Domain Name System (DNS) firewalls, also known as protective DNS, which are freely available and easy to install, could prevent 33 percent of cybersecurity data breaches from occurring, research from the Global Cyber Alliance (GCA) showed.
DNS firewalls leverage threat intelligence from cybersecurity companies and/or public sources to automatically prevent users from visiting known malicious sites. Most often consumers visit a malicious site when they click on a malicious link or mistype a legitimate web address. Malicious software on a computer or phone can also cause a visit to a malicious site.
According to Verizon’s Data Breach Investigations Report, there were more than 11,000 confirmed data breaches collected and analyzed over the past five years.

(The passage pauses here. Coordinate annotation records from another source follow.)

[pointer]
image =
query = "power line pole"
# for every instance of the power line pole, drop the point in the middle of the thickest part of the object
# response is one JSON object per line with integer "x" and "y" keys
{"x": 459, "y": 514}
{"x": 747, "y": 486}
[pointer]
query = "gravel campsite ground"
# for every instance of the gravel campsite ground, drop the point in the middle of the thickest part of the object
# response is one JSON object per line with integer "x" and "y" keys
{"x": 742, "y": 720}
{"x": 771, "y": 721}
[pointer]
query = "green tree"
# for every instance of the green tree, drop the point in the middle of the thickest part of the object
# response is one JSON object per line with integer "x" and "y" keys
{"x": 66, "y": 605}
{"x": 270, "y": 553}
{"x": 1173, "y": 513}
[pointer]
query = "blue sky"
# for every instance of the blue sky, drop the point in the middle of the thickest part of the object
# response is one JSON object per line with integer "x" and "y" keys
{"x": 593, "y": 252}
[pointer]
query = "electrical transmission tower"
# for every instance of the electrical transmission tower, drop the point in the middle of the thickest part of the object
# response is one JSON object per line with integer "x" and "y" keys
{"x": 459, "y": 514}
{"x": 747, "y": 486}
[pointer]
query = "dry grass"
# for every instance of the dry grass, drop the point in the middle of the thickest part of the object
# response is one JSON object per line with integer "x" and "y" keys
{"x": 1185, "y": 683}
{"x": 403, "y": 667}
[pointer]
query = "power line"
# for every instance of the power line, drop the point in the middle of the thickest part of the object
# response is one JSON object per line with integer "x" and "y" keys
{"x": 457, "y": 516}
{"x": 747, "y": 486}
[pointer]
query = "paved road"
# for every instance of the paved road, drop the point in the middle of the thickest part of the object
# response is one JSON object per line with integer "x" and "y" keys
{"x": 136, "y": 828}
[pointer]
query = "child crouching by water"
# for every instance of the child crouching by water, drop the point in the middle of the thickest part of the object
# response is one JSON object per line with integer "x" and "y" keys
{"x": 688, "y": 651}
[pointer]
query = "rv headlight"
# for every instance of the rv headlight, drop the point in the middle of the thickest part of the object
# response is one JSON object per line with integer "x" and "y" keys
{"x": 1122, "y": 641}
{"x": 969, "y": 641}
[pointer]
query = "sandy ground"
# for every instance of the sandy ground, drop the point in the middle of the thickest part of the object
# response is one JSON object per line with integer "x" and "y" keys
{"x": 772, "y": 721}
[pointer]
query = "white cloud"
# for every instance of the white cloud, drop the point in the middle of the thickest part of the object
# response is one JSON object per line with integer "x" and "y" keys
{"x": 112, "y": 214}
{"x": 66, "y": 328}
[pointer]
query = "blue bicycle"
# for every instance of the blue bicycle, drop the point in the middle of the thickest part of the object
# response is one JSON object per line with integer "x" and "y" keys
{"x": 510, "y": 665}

Independent researchers Shostack & Associates and Cyentia Institute working with GCA were able to determine that 3,668 of those breaches would have been potentially thwarted if users had a DNS firewall deployed.
“The constant stream of breaches has unfortunately caused many small businesses and consumers to simply accept cyber-attacks – that no matter what they do they cannot protect themselves,” said Philip Reitinger, president and chief executive of the Global Cyber Alliance. “However, there are many easy-to-implement steps that can prevent businesses and consumers from being another notch in the belt of a hacker. Our research shows that protective DNS services are among the most valuable.”

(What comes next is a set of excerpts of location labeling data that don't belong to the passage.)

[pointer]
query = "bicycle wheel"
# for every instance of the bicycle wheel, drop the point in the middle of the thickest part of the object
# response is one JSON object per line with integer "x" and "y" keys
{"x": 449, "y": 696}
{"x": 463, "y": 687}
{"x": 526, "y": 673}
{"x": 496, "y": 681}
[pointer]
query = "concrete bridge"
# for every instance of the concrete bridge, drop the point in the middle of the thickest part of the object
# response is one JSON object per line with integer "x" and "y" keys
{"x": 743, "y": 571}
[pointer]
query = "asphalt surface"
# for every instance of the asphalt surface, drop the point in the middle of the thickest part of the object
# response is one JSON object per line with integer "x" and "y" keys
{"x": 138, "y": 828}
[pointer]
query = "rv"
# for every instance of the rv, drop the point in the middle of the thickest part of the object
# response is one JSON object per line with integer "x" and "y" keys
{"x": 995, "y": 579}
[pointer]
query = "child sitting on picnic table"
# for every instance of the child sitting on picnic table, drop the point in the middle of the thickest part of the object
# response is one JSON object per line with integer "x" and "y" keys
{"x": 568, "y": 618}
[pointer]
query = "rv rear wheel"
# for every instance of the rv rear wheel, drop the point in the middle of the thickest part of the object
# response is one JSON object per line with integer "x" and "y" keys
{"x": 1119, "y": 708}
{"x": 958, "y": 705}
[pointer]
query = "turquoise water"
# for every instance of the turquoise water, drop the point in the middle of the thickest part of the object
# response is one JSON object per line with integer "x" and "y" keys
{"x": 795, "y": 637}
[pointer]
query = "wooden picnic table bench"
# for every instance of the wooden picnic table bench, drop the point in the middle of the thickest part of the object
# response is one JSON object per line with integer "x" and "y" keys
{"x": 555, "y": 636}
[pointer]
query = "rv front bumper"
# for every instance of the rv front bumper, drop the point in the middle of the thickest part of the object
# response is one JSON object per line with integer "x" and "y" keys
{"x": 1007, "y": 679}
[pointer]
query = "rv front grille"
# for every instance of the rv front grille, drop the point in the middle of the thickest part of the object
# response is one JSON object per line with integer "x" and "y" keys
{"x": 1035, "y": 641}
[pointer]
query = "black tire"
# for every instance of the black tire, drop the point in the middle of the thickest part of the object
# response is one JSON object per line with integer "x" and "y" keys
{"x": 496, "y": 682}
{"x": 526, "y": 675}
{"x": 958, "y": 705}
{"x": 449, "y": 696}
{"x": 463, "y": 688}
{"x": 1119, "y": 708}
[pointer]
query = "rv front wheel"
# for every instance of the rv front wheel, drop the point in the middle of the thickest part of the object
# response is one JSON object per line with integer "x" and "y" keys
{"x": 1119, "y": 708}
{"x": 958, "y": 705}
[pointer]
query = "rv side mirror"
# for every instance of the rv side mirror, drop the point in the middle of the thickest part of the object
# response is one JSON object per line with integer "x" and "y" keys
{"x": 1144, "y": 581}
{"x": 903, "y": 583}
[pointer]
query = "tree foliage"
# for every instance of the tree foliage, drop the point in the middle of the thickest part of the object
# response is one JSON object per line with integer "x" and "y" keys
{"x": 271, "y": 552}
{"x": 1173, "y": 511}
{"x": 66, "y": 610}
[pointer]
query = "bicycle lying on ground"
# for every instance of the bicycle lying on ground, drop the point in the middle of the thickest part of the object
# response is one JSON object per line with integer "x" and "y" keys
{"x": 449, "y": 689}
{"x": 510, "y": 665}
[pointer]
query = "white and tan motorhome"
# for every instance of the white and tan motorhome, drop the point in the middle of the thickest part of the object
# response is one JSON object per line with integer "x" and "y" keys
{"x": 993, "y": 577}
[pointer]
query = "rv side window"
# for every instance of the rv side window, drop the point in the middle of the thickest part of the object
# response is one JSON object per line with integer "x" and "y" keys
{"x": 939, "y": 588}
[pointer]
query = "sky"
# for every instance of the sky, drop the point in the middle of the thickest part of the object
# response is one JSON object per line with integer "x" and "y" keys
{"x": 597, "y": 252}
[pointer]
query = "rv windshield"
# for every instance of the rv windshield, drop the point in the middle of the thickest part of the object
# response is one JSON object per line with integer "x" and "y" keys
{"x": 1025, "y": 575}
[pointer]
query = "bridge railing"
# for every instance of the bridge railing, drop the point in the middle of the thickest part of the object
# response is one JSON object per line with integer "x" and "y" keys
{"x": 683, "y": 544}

DNS firewalls might have prevented $10 billion in data breach losses from the 11,000 incidents in the past five years, according to the study. And the actual figure may be more – the researchers were unable to measure every case where a DNS firewall could have protected the victim, and their estimate of the financial impact is probably biased low.
Finally, as DNS firewalls might affect one-third of cyber incidents, and with current estimates of the scope of cybercrime, DNS firewalls might play a role in stopping $150 to $200 billion in losses every year.
DNS is the “phone directory” of the Internet as it translates human readable names like globalcyberalliance.org into computer addresses – a string of numbers otherwise known as an IP address. In order to access websites on the Internet, your computer must leverage a DNS service that is usually configured by your Internet Service Provider or your network administrator.